A sign of hope for most, inappropriate to others

By Rachael Renz
October 18, 2010

Breast cancer awareness month is during October. Oddly enough, breast cancer paraphernalia was banned from a high school in Othello, Wash. during this month.

Brothers Alex Castro, 16, and Buck Castro, 14, sported the common “I Love Boobies!” bracelet on a daily basis until their school banned them.

The principal of the brothers’ high school told the boys that the bracelets were “too provocative” and “offensive” to students and teachers. Therefore, they were banned.

Miles away at Baltic High School in Sioux Falls, S.D. the “I Love Boobies!” bracelets were banned as well, for “poor taste.”

A young girl who goes to Baltic High  felt this was unfair since her grandmother and five of her grandmother’s sisters battled breast cancer.

These “controversial” bracelets are a product of the “I Love Boobies Campaign” organized by the “Keep A Breast Foundation.” All of the proceeds are donated to the fight against breast cancer.

The organization’s mission is to “help eradicate breast cancer by exposing young people to methods of prevention, early detection and support.” The purpose of the bracelets is to spread awareness of breast cancer among young boys and girls. The choice of wording was chosen because it is something that the younger population can relate to.

“That’s the whole idea, it’s getting people to talk about breast cancer, it’s getting people to share their feelings about how this disease has impacted their life,” founder Shaney Jo Darden said. “The bracelet is doing what it’s meant to do — it’s making people talk.”

Unfortunately, South Dakota and Washington aren’t the only states forbidding them. Schools in California, Colorado, Idaho, Florida and Wisconsin are also prohibiting them from being worn. Although some schools don’t ban them completely, they do allow the bracelets to be worn inside out.

The fact that this is even an issue is absolutely absurd. My aunt was diagnosed with breast cancer when I was 10 years old. I know that if these bracelets were around when my aunt discovered her illness, that bracelet would have been glued to my wrist.

What ever happened to freedom of speech? Although these bracelets have become a fad and are trendy, they are also sending a loud message to the world: awareness. Being aware in itself can help save lives.

My little cousin owns a $4 “I Love Boobies!” bracelet and I’ll be honest, the first time I saw them I was taken aback. I thought to myself, “okay, that’s a little unnecessary.” But, then I realized that this speaks to the younger population. It’s something they can relate to rather than a pink breast cancer ribbon, because it comes in cute colors, has a heart graphic and also says the word “boobies.”

Despite the fact that some may feel that the word “boobies” is offensive, it’s a slang for breasts, which is exactly the point. Teens use slang all the time through Facebook, instant messenger and text messaging. Hell, I use slang sometimes too, so of course it relates to the target market.

Combining style and charity, the bracelets proceeds go to cancer research and they come in a variety of colors to attract young consumers. --MCT

Girls as young as 10 years old have been diagnosed with breast cancer and the young boys and girls who are wearing these bracelets are their friends.

The grandmother of the Castro brothers friend lost a battle to breast cancer and he wears his bracelet because of her death. He feels that it represents the strength that his friend has.

Although I am not a young teen, I still stand behind the right to wearing this bracelet. I have personally been through a war against breast cancer more than once and I think I reserve the right to rock a piece of jewelry.
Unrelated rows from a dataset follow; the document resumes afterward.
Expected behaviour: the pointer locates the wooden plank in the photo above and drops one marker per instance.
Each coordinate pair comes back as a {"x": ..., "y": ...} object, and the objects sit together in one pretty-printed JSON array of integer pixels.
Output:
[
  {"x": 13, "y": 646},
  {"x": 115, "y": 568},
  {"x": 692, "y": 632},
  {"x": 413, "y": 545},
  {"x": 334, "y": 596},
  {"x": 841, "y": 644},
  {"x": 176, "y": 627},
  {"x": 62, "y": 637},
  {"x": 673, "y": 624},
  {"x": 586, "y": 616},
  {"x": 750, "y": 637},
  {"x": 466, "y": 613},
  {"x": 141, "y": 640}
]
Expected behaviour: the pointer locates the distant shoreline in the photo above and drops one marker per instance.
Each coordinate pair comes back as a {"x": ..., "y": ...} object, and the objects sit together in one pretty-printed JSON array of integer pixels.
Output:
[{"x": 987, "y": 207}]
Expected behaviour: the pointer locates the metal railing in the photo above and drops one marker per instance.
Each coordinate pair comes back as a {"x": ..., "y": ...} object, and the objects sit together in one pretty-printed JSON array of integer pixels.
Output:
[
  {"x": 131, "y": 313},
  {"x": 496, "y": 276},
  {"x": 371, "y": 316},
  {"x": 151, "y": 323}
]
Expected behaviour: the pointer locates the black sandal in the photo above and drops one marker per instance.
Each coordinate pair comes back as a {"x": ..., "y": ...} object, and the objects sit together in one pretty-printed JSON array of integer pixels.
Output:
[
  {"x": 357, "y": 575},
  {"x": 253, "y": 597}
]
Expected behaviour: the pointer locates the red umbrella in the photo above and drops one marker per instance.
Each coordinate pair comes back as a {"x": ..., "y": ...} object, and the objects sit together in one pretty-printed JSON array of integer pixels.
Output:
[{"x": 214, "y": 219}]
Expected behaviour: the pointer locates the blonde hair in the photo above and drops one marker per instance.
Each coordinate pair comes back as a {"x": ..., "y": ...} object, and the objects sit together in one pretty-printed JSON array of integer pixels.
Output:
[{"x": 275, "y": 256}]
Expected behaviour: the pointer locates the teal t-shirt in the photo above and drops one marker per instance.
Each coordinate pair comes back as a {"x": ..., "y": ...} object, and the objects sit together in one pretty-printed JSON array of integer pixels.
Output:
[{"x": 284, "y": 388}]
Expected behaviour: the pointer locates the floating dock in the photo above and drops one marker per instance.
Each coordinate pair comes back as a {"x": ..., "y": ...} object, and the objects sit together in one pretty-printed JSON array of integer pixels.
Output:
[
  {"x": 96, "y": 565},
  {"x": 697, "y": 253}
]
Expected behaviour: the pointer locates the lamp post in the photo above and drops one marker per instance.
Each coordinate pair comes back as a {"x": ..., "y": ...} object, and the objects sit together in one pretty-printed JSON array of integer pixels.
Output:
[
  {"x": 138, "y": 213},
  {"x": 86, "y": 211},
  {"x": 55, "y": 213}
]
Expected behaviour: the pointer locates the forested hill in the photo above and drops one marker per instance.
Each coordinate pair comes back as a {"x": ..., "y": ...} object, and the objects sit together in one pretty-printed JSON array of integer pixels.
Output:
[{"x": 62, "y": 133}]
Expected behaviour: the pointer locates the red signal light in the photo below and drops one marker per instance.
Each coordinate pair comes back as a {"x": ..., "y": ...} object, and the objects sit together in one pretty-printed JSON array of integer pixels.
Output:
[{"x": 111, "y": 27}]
For me, wearing the bracelet stands for hope that one day breast cancer will end and that no one else will have to experience what I have. I have lost my aunt, my grandmother has breast cancer and my aunt was recently diagnosed this past summer.

I agree that shirts that say “Spear Britney” and “FCUK Me” shouldn’t be allowed in school, along with clothing that has alcoholic beverage logos. But, for something that is profound, brings comfort and is worn proudly, why take that away? Maybe some wear them because they want to fit in among their peers but I’d say nine times out of 10 whoever purchases this bracelet wears it for personal reasons.

Whether or not breast cancer takes lives it still affects the person it’s attacking. I know from first-hand experience that when my aunt was fighting her nine-year battle with breast cancer, not only was her health affected but so were her husband and children; they had to fight the battle with her.

So, if you or someone you know has or is fighting breast cancer, keep your head up and your faith strong. Raise your wrist high and proud, rockin’ that “I Love Boobies!” bracelet because even if they take away your right to wear them, they can’t take away your hope.